Yesterday my little MLS-holding self spent the afternoon taking pictures of pretty flowers for a webpage. I stopped in the library basement to rehydrate and found a kindred spirit.

Disappointed Bottle

I feel your pain, bottle. I feel your pain.

Writing Novels Like Screenplays April 29, 2013

Yesterday I discovered that my local library subscribes to eBooks through Indiana Digital Media, which is powered through Overdrive. I went to town browsing all of the books I normally wouldn't look twice at if I had to pay for them through Amazon: horror novels, paperback romances, sci-fi and thrillers. Ultimately I landed in the Humor section, because that's where my next novel (temporarily dubbed Kagemusha, though there's nothing remotely Japanese about it) will likely be categorized. It was a tiny category with only five books by two authors—I presume because most comedic novels are filed under broader headings. I decided to borrow ghostgirl (lower caps deliberate) by Tonya Hurley.

It's a fun, bubbly read, bursting at the seams with pop culture references. The characters, especially the bullies, are more than a bit stereotypical, and I'm not a fan of the gross-out humor, but the grade 6–12 set probably loves it. But halfway through I realized something.

This story was in the wrong medium.

The book read like a movie. The characters' actions were highly physical and the gags were highly visual. A lot of the scenes might have been hilarious on TV but were tedious and difficult to follow in print. Looking up Tonya Hurley's biography, it's easy to see what happened—she comes from a Hollywood background. She was a filmmaker first and a novelist second. She wrote and directed several independent films, but her most recognizable project is the Mary Kate and Ashley Olsen sitcom So Little Time.

In other words, she thinks like a screenwriter.

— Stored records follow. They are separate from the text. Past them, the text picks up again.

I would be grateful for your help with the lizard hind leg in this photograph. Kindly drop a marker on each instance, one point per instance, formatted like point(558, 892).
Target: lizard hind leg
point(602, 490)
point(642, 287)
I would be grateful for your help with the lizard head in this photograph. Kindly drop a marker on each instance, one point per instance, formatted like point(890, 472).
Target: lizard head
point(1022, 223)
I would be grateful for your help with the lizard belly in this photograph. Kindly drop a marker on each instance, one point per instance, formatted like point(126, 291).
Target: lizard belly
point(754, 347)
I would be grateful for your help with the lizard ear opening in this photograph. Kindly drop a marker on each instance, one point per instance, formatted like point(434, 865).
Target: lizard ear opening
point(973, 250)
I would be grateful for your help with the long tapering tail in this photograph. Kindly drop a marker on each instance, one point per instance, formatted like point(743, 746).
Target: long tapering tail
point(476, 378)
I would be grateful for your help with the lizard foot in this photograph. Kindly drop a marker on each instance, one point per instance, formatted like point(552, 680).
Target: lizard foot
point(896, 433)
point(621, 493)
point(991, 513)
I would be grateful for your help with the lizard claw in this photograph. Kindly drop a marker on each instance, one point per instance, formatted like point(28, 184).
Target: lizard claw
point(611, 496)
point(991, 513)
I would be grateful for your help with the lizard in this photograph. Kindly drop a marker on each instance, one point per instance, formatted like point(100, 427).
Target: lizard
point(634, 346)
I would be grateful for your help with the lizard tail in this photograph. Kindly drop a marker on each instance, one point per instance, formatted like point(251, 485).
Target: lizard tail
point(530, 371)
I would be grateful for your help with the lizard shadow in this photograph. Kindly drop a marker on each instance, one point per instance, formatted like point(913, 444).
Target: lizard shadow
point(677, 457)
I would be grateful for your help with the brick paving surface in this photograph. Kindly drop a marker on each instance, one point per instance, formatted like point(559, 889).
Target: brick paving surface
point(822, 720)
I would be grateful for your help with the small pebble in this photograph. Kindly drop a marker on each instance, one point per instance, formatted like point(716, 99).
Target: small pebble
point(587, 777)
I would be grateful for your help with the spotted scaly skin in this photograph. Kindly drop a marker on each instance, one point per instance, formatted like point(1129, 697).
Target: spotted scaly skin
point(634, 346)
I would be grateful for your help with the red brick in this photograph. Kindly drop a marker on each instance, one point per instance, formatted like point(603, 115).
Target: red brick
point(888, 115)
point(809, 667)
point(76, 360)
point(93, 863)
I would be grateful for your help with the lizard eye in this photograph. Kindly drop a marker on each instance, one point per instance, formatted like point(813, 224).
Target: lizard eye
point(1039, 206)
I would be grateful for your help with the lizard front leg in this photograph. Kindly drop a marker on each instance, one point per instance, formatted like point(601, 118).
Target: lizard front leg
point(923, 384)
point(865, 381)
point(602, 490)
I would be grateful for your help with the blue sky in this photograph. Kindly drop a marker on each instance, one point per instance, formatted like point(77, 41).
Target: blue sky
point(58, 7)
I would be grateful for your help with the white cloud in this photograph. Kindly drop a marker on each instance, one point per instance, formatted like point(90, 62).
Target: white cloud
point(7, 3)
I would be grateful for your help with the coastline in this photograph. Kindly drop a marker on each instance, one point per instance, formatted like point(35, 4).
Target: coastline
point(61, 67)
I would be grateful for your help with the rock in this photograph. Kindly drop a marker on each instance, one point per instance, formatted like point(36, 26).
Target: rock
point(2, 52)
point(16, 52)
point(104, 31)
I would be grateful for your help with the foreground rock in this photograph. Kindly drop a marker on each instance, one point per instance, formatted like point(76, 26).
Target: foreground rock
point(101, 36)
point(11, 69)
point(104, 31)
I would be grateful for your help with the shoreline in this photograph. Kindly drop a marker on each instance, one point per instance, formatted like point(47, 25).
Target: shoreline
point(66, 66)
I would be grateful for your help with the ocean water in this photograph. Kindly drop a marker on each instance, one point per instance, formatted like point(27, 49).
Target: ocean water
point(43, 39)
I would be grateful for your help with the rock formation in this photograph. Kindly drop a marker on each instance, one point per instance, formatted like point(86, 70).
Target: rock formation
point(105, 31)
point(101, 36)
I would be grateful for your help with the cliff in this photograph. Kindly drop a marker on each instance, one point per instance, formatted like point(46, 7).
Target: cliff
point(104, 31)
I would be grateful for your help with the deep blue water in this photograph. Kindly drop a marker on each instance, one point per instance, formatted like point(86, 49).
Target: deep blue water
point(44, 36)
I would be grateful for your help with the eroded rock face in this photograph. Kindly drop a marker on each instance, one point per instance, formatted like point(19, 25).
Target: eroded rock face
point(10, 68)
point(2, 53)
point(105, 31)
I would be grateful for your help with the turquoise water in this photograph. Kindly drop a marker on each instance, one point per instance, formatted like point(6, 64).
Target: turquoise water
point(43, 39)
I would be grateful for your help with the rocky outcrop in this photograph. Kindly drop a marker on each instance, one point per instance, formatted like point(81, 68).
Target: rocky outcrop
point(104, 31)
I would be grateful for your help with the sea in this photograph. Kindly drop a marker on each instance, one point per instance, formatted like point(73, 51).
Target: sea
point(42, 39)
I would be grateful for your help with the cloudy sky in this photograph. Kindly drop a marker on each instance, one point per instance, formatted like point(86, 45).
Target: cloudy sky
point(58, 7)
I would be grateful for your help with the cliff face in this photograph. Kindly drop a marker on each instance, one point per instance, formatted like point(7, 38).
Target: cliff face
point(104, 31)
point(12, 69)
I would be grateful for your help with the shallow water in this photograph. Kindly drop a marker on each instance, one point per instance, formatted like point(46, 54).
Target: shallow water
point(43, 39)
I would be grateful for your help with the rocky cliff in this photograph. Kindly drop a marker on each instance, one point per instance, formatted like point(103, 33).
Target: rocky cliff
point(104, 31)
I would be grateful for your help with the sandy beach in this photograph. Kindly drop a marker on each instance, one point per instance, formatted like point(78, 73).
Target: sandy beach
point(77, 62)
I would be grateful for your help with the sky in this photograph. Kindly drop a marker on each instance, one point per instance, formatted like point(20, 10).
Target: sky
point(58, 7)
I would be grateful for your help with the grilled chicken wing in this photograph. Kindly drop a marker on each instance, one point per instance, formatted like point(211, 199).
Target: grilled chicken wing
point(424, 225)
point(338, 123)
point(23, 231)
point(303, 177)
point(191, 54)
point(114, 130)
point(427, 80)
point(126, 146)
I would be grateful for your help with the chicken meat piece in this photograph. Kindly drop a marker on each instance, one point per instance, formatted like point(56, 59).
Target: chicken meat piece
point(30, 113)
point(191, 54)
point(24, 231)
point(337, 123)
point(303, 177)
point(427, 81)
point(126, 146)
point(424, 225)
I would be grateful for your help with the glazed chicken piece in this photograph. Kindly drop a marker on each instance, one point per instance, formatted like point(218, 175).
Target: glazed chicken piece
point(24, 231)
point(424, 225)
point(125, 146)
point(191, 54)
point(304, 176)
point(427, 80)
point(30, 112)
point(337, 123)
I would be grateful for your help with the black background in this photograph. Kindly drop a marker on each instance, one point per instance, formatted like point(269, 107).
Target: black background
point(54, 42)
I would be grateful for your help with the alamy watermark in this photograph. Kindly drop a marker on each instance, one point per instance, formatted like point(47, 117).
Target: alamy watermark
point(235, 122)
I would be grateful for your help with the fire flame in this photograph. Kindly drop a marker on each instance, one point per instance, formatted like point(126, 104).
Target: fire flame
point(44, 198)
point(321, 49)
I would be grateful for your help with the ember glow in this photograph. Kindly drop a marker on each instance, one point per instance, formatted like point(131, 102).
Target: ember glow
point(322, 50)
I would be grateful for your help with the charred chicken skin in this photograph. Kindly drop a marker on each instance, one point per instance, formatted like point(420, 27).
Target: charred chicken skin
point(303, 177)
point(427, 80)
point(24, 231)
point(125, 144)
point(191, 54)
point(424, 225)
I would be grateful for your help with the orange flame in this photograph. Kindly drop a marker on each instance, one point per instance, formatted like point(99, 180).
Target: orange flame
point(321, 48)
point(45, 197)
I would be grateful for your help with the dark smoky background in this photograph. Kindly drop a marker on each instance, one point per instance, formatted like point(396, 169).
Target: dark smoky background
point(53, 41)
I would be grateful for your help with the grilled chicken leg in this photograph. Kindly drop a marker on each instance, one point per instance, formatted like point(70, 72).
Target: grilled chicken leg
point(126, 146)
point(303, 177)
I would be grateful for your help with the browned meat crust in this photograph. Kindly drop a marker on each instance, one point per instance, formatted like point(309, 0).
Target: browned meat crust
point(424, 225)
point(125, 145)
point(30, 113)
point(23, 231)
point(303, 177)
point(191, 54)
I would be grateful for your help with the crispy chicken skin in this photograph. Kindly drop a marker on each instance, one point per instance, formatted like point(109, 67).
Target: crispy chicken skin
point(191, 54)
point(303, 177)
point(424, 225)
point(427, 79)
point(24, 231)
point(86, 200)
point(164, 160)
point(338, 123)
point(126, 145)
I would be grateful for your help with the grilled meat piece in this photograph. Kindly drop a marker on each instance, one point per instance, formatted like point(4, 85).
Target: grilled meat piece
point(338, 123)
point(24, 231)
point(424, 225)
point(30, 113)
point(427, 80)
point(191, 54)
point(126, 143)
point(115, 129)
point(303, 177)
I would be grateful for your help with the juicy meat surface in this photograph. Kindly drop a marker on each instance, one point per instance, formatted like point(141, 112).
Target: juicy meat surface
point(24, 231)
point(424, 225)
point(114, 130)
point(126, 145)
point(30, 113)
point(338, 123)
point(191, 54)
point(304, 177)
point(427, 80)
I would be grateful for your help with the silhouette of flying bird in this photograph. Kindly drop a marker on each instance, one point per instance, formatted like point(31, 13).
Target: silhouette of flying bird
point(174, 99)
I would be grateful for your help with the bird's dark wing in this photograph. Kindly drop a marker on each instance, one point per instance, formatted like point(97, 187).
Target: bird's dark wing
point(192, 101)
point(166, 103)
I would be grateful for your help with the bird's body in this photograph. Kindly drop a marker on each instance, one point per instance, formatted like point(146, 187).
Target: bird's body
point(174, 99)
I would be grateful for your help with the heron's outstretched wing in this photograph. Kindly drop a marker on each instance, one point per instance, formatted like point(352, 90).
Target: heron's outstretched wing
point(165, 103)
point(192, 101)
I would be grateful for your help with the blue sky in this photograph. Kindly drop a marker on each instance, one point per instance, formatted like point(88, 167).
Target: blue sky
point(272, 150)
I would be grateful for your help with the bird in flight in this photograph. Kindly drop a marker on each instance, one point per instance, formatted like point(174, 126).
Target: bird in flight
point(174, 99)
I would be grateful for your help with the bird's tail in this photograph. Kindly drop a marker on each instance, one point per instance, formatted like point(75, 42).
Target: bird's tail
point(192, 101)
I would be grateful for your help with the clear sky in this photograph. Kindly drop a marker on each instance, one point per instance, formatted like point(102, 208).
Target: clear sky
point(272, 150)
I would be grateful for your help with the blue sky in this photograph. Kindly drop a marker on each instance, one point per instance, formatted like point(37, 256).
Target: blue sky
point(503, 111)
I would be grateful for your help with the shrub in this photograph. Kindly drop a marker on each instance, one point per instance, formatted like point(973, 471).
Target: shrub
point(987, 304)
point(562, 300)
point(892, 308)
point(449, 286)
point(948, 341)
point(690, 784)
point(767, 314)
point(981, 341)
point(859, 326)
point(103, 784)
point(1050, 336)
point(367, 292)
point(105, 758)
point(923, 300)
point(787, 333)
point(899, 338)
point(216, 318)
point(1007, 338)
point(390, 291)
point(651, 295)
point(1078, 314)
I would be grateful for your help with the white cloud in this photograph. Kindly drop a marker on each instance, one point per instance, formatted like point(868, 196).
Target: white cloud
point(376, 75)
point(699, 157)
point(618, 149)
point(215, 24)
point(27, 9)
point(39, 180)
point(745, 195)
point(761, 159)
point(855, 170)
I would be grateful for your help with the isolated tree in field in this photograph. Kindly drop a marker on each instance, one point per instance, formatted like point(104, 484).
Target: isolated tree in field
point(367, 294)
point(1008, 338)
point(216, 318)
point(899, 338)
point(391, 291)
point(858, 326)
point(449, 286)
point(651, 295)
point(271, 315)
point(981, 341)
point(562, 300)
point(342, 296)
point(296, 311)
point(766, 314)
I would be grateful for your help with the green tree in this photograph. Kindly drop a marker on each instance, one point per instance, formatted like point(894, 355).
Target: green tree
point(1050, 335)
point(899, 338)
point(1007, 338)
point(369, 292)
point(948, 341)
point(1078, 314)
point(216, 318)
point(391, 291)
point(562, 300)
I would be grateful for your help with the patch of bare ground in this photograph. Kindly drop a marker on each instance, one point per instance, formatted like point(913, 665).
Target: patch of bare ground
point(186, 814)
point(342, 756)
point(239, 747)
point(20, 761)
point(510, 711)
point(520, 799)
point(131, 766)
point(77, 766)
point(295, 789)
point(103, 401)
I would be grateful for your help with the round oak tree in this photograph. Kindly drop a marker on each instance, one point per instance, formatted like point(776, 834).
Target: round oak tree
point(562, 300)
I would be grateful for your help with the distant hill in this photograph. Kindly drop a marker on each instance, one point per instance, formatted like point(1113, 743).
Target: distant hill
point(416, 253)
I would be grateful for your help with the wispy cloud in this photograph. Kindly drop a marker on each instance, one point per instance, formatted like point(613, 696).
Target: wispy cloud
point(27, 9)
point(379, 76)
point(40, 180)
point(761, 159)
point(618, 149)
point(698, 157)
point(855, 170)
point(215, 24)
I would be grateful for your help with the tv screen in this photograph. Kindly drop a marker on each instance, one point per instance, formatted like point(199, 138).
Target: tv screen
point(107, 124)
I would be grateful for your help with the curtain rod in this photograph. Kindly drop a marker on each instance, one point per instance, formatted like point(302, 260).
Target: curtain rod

I've been thinking ever since about the different strengths and weaknesses of novels vs. movies, and how easy it is to conflate the two in modern times. Growing up, I was exposed to about equal doses of books and audio-visual media, but for most people the balance is heavily on the AV side. Most 21st century writers probably think more like "auteurs" than they do novelists, directing their characters like actors and visualizing their stories through an imaginary camera lens.

But from my experience with ghostgirl and other contemporary novels, a lot of film conventions simply don't work in writing.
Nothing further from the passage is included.